These Diamox - AMS discussions are so fun! Here are a few thoughts, some relating to comments above:

Joe: No, I don't work, but Gary still does.

Burchey: Yes, I keep a log of every climb I do. I also keep logs of my running (almost nonexistent now), my cycling, and my horseback riding. I picked up the habit from the guy who got me started climbing. Look me up on summitpost.org if you're interested in the climbing log. There are 1,113 summits on 379 different peaks. The last time I failed to make a summit was when I got blown off Shasta in May, 2003. That was 271 summits ago.

Bee: I live at 5,000 feet. I think that helps a little, but it's not a big deal. I'm not climbing nearly as much as I did in the 90's, but I try to get up one of the nearby 10K peaks every week or two if I'm not doing something bigger. That helps acclimatization, but I don't think an hour or two above 10K makes a lot of difference. I have never spent extra time at a campground or trailhead just to acclimatize.

One controversial point is sleeping altitude. Some people try to misapply the "climb high; sleep low" mantra to short Sierra trips. "Climb high; sleep low" applies to climbing big mountains expedition style. You climb high to string fixed lines, establish a high camp, etc. Then you sleep "low" (which may mean 20,000 feet) before moving to the higher camp or making a summit bid. Nobody does Sierra peaks that way.

Everyone agrees that you can climb higher than you can sleep. However, the best sleeping altitude is the highest one at which you don't get sick. I didn't retire at 59 by spending $100 for a low-altitude hotel room every time I tagged a peak. I'm a cheap bastard, and I always sleep at the trailhead if I can. It helps me acclimatize, it saves money, and I can sleep later and still get an early start.

Take care of your body. Get enough sleep, food, and water. Eat what you like, but take it easy on greasy/fatty foods. I don't believe in frequent breaks. When you stop, your breathing may slow way down, promoting AMS. Try to keep moving at a pace you can sustain, eating and drinking as you go.
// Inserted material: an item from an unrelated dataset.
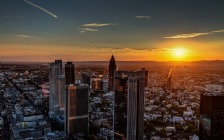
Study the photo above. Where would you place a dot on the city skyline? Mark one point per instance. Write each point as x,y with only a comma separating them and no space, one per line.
172,30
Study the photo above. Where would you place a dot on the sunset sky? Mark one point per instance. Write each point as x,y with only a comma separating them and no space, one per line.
93,30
The last few years, "everybody" has been recommending taking Diamox before you go to altitude. You should probably do that if you have good reason to expect AMS. However, Diamox does work if you wait until symptoms develop. I had mild Cheyne-Stokes breathing high on Denali, and Diamox fixed it in a few minutes on both trips. It's better to climb without using drugs if you can, so you might want to bring some Diamox but not use it until you need it.
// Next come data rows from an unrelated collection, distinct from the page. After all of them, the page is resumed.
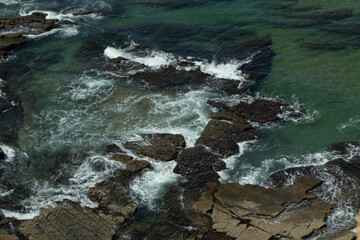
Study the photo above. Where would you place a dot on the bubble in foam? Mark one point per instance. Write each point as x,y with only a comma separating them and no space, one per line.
156,59
150,187
94,169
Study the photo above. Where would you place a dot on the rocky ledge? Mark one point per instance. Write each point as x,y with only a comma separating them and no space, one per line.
14,30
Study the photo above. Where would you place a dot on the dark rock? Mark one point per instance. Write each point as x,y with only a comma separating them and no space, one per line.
198,166
137,165
158,152
224,146
86,12
2,154
171,77
35,23
344,147
222,107
134,144
113,148
122,66
112,198
225,130
260,110
70,221
176,140
121,158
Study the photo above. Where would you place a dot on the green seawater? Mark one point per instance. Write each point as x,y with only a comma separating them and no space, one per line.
72,107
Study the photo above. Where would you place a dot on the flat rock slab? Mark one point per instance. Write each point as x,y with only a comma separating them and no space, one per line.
253,212
69,222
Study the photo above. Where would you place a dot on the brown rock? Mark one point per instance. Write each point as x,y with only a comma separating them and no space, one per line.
158,152
69,221
121,158
137,165
176,140
113,198
113,148
8,237
2,154
274,212
260,110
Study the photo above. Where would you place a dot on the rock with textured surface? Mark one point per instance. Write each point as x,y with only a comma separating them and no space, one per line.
2,154
70,221
176,140
158,152
112,198
260,110
137,165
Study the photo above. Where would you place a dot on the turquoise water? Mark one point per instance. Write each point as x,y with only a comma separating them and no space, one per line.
72,108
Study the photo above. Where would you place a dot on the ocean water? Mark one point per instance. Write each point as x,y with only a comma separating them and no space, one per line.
72,108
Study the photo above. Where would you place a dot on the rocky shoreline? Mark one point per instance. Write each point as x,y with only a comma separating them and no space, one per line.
198,206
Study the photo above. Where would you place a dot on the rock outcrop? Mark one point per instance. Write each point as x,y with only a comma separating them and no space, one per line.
35,24
70,221
159,146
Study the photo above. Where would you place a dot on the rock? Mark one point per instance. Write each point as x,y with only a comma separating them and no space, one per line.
113,148
253,212
35,23
123,67
206,200
121,158
69,221
198,166
171,77
176,140
158,152
226,147
134,144
85,13
260,110
137,165
2,154
112,198
8,237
Finally, I want to tell a story that explains my original comment about being lucky with AMS. There were two guides and four clients on my first Denali trip in 1994. We carried some pretty heavy loads low on the mountain. I was by far the weakest member of the team. We traveled in two rope teams, and the guys ahead of me literally pulled my sorry ass up the glacier. Things changed as we got higher. I was about as strong as everybody else by 11K. At 12,800, I was the only one not taking Diamox. At 16K, I ate three dinners while some of the others couldn't finish one. At 18,360, I was feeling great and would have welcomed a much faster pace. We turned around because one of the guides and two of the clients were too slow and weak at altitude.

The point is that some people are just more susceptible to AMS than others. It's not just a matter of acclimatizing, being tough, drinking enough water, or whatever.